Насиб-бек Усуббеков со слезами на глазах показывал аудитории этнографическую карту с большими зелеными пятнами и разъяснял, что зеленые пятна — это территории, населенные мусульманами. С пеной у рта он говорил, что мусульмане хотят отделиться от России, и приглашал всех сгруппироваться под зеленое знамя (цвет этот стал цветом мусавата). В это время Нариманов вошел на трибуну, обратился к съезду: «Спасение для трудящихся мусульман собраться вокруг Красного большевистского стяга. Кроме пролетарской революции и ее знамени, никакое зеленое пятно никого не спасет!» После этих слов на съезде воцарился невообразимый шум…

Наша небольшая группа большевиков-гумметистов потребовала обсудить положение рабочих. Вскочил Насиб-бек с той же картой в руках. Во все горло закричал: «Сначала нужно решить вопросы нации, а потом в своем государстве, у себя дома, можно будет заняться и рабочими!» Гумметисты в виде протеста покинули съезд».

В те же весенние дни ради наглядной демонстрации «национального единства» «высокочтимого доктора Нариман-бека» пригласили на заседание комитета помощи мусульманам, пострадавшим от военных действий в Карсской области. Заседание имело «быть в доме Муртуз-бека Мухтарова». Величественном, трехэтажном, весьма смахивающем на неприступный средневековый замок. Сам Муртуз-бек так же необычен в бакинском нефтепромышленном мирке. Худощав, легок в движениях, доступен, обязательно здоровается за руку с любым рабочим. Благо и собственные руки в мозолях, со следами до конца не отмытого машинного масла. Он и при нынешнем миллионном состоянии каждое утро с удовольствием работает в домашней мастерской. Совершенствует изобретенные им скоростные бурильные станки. От них пошло все богатство бывшего бурового мастера.

Гостеприимный хозяин покорнейше просит всех прибывших на заседание комитета подняться на второй этаж. Там парадные комнаты, украшенные дорогими картинами русских и зарубежных мастеров, прекрасными табризскими коврами. Мебель отделана перламутром, обита атласом.

Дамы-патронессы с живейшим интересом рассматривают доктора Нариманова в черепаховые лорнеты. Нефтяные, рыбные, пароходные воротилы, негоцианты, подрядчики свидетельствуют ему свое почтение, сетуют на то, что до сих пор как-то не удавалось лично познакомиться. Отзывчивый, предельно деликатный Нариманов, со своей стороны, делает все для того, чтобы о нем получали наиболее полное представление. Как только разгорается спор о размерах пожертвований, просит выслушать его резон.

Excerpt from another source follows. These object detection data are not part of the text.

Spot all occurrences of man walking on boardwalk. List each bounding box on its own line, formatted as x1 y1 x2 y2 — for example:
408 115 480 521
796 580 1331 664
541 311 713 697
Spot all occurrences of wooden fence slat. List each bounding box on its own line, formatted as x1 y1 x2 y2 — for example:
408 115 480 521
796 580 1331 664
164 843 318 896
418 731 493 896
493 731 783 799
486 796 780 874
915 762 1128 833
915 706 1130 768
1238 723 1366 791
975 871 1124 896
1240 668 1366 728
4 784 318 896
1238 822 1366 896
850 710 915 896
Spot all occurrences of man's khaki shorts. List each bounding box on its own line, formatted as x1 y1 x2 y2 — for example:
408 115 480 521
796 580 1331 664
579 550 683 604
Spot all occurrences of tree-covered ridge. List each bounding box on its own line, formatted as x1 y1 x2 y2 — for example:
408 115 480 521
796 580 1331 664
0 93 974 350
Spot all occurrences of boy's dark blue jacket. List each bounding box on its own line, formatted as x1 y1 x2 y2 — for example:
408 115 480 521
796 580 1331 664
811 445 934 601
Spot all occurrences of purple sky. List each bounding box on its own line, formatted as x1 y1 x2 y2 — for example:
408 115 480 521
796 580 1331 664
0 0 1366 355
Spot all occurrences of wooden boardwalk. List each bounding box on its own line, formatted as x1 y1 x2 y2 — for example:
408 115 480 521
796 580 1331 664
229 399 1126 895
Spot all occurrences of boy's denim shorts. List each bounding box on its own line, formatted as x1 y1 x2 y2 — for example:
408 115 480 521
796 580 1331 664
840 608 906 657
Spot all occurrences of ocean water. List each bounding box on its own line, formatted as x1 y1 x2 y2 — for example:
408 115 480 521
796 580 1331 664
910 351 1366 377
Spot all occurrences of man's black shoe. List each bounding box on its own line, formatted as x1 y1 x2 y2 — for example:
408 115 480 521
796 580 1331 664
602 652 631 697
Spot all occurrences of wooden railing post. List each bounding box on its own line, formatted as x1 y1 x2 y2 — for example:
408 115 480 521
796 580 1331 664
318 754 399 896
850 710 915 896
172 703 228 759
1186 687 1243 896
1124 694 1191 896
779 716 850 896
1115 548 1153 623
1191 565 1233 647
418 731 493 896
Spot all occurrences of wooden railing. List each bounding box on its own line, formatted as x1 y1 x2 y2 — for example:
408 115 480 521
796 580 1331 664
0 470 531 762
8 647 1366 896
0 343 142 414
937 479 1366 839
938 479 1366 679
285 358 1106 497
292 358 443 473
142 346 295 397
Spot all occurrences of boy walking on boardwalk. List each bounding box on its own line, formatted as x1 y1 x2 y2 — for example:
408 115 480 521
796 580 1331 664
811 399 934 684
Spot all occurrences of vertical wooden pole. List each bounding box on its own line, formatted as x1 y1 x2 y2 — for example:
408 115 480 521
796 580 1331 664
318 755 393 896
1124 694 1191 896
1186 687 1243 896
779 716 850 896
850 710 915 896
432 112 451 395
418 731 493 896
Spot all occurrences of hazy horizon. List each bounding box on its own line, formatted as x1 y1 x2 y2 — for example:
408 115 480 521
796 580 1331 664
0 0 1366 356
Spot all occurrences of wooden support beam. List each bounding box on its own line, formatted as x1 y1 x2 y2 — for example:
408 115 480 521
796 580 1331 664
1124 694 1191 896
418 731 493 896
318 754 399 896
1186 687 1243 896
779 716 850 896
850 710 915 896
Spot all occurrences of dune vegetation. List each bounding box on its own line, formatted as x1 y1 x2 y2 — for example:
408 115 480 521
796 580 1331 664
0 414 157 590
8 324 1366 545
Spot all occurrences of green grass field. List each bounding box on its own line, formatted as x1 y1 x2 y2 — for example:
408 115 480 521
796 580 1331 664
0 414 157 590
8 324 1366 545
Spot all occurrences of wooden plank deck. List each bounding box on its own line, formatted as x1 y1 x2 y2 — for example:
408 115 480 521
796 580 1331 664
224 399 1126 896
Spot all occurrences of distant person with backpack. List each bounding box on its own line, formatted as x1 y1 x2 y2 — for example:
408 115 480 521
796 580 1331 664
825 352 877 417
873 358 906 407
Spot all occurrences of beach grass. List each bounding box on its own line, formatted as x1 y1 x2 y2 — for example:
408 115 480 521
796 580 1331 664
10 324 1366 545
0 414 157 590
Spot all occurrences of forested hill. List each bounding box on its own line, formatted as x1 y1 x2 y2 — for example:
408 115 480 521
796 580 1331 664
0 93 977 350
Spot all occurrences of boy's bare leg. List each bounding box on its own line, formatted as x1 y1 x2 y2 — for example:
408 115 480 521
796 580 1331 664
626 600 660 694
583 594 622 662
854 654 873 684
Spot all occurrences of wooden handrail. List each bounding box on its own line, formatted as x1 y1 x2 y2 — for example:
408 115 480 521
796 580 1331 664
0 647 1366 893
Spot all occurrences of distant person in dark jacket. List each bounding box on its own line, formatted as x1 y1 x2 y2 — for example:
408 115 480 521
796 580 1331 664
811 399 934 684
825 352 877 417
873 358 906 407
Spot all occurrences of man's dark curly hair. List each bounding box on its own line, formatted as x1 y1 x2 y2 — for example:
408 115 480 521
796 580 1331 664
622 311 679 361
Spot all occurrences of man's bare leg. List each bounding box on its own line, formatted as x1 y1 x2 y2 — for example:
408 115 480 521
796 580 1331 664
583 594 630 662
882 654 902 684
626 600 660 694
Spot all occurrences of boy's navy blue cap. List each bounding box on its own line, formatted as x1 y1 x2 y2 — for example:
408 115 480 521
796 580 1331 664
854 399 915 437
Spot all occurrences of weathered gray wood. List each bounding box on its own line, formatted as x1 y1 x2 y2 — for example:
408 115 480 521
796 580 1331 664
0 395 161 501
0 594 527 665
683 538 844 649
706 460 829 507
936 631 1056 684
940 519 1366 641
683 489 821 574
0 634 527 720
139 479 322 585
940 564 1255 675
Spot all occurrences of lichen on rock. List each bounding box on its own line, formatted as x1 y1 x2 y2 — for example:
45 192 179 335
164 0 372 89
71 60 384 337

— Все равно, какие бы вы суммы ни ассигновали, эти деньги пойдут, главным образом, не тем, которые действительно пострадали от войны и действительно нуждаются в помощи, а достанутся элементам, близким вашему классу… Пока рабочие и крестьяне не возьмут власть в свои руки и сами будут оказывать помощь, надеяться трудящимся не на что. Их страдания не прекратятся, не уменьшатся.

Нариманов отодвигает тяжелое кресло. Отвешивает низкий поклон.

— Позвольте покинуть почтенный комитет!..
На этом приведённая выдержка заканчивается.